Exactly when the Packers will acquire a running back between now and the start of the 2017 season is less clear, although McCarthy’s remarks do lead us to believe it will be in the draft or immediately thereafter.
So what kind of running back will the Packers get? Turns out, the answer is pretty specific.
What do the Packers look for in the draft at running back?
It’s a little counterintuitive, but the Packers have an established tendency to draft bigger backs. The average height and weight of a back drafted by the Packers is significantly larger than the league average. Only two backs drafted by the Packers weighed less than 218 pounds at the combine.

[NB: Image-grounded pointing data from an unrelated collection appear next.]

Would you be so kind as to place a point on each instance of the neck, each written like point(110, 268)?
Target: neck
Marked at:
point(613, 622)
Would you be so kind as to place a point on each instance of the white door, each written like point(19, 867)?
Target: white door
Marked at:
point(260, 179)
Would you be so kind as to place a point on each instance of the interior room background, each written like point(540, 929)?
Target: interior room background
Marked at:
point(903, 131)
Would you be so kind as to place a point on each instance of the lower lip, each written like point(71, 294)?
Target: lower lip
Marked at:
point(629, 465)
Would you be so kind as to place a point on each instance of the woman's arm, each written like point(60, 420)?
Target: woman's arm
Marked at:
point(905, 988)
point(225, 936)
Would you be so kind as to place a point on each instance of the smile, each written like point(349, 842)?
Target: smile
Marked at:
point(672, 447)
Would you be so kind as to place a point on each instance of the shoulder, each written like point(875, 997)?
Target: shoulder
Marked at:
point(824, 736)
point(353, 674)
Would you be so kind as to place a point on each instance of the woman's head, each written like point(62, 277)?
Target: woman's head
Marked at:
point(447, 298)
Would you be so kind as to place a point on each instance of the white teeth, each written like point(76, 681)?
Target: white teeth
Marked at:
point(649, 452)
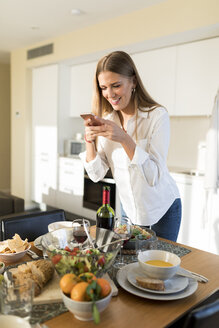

The Packers also expect their backs to be able to move their mass quickly, as evidenced by their average 40, three cone, and shuttle times.
What’s the best round to select a running back?
Running back is the near polar opposite of quarterback: there’s basically no reason to ever draft one in the first round. Stars like Ezekiel Elliot and Todd Gurley are exceptions, but on average, the performance of a fourth or even fifth round running back is not all that different from that of a first round running back.
The Packers’ strategy with free agents comes into play here as well, as they tend to avoid drafting running backs late and instead choose to bring in volume via undrafted free agents.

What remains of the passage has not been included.